SE KPK tersebut, juga telah ditindaklanjuti oleh Kementerian Dalam Negeri (Kemendagri) yang mengeluarkan 2 SE pada 16 Mei 2019, yang ditujukan pada Gubernur dan Ketua DPRD Provinsi, serta kepada Bupati/Wali Kota serta Ketua DPRD Kabupaten/Kota. Dalam SE bernomor 003.2/3975/SJ dan 003.2/3976/SJ tertanggal 16 Mei 2019, Menteri Dalam Negeri (Mendari) Tjahjo Kumolo meminta kepada gubernur, bupati/wali kota, aparatur sipil negara (ASN), DPRD provinsi, dan DPRD kabupaten/kota untuk menolak gratifikasi lebaran dalam bentuk apa pun.
“Menolak gratifikasi baik berupa uang, bingkisan/parsel, fasilitas, dan bentuk pemberian lainnya yang berhubungan dengan jabatan dan berlawanan dengan kewajiban atau tugasnya,” ucap Irianto membacakan SE Mendagri tersebut.
Isi lainnya, diperingatkan agar jajaran pemda tidak mengajukan permintaan dana, sumbangan, dan/atau hadiah sebagai THR atau dengan sebutan lain.
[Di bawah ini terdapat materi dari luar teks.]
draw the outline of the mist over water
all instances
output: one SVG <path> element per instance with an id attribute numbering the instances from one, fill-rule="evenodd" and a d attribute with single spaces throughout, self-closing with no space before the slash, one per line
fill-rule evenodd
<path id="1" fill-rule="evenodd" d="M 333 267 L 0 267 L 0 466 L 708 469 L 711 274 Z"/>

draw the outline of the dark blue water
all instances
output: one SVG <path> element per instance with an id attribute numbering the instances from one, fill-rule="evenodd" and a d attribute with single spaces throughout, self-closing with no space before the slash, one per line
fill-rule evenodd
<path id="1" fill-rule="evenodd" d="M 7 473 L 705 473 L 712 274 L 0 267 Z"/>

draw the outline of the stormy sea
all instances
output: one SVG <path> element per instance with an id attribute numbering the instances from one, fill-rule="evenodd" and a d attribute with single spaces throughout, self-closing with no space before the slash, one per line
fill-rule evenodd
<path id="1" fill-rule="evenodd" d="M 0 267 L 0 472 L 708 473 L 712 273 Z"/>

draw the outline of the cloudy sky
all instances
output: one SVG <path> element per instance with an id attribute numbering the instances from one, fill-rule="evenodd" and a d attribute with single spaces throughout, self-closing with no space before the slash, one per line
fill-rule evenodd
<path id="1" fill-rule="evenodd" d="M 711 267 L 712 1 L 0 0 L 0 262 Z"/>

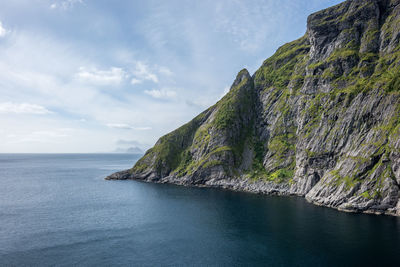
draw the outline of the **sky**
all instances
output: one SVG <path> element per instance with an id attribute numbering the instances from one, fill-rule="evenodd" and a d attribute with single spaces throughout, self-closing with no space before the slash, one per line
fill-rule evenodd
<path id="1" fill-rule="evenodd" d="M 0 153 L 150 148 L 339 0 L 0 0 Z"/>

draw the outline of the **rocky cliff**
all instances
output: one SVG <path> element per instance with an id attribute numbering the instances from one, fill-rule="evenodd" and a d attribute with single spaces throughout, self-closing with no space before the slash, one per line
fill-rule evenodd
<path id="1" fill-rule="evenodd" d="M 348 0 L 126 171 L 400 215 L 400 0 Z"/>

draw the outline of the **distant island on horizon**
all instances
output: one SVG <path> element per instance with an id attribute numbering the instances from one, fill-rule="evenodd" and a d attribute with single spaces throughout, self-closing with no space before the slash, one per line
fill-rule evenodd
<path id="1" fill-rule="evenodd" d="M 400 215 L 400 6 L 348 0 L 189 123 L 161 137 L 137 179 L 298 195 L 347 212 Z"/>

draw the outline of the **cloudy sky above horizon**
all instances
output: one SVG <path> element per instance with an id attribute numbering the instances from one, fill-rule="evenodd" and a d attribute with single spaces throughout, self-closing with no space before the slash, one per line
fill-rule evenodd
<path id="1" fill-rule="evenodd" d="M 339 0 L 0 0 L 0 153 L 147 149 Z"/>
Dalam hal ini baik secara individu maupun mengatasnamakan institusi daerah pada masyarakat, perusahaan, dan/atau PNS/penyelenggara negara.
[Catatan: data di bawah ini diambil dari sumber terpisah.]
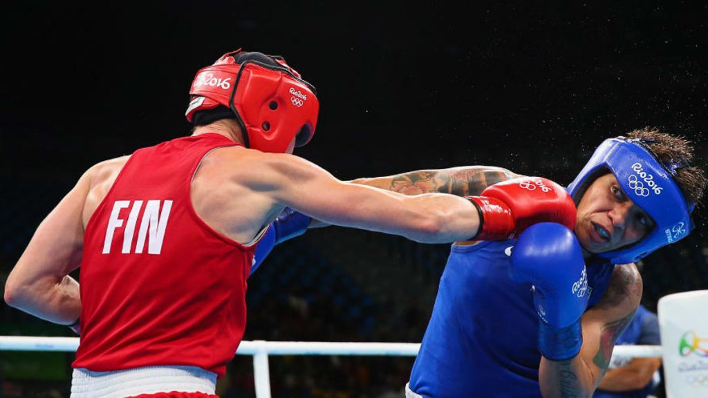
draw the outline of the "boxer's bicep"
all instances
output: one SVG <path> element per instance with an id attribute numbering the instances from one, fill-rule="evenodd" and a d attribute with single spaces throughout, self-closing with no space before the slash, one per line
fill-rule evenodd
<path id="1" fill-rule="evenodd" d="M 76 319 L 79 288 L 69 274 L 81 265 L 87 173 L 40 224 L 8 276 L 5 300 L 52 322 Z"/>
<path id="2" fill-rule="evenodd" d="M 357 178 L 352 182 L 406 195 L 439 193 L 465 196 L 479 195 L 491 185 L 518 176 L 501 167 L 469 166 L 417 170 L 384 177 Z"/>
<path id="3" fill-rule="evenodd" d="M 615 342 L 634 317 L 641 291 L 641 278 L 634 264 L 616 266 L 603 298 L 583 316 L 580 355 L 590 365 L 595 386 L 610 365 Z"/>

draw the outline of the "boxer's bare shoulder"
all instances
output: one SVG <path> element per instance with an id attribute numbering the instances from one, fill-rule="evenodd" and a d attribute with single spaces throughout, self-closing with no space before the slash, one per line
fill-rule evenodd
<path id="1" fill-rule="evenodd" d="M 98 205 L 103 200 L 115 182 L 120 171 L 130 155 L 104 160 L 90 167 L 81 177 L 86 179 L 88 186 L 86 201 L 84 204 L 84 226 L 86 227 L 91 216 Z"/>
“Lalu tidak menggunakan fasilitas kedinasan untuk kepentingan pribadi, seperti menggunakan kendaraan dinas operasional untuk kegiatan mudik,” ucap Irianto.
Diketahui, Kemendagri juga memastikan, PNS yang menerima gratifikasi masuk pelanggaran disiplin PNS. Bahkan, ini juga masuk sebagai tindak pidana korupsi. Penerimaan gratifikasi masuk dalam pelanggaran disiplin berat. Sanksi pelanggaran berat terdiri atas penurunan pangkat setingkat lebih rendah selama tiga tahun, pemindahan dalam rangka penurunan jabatan setingkat lebih rendah, pembebasan dari jabatan, pemberhentian dengan hormat tidak atas permintaan sendiri sebagai PNS, dan pemberhentian tidak dengan hormat sebagai PNS.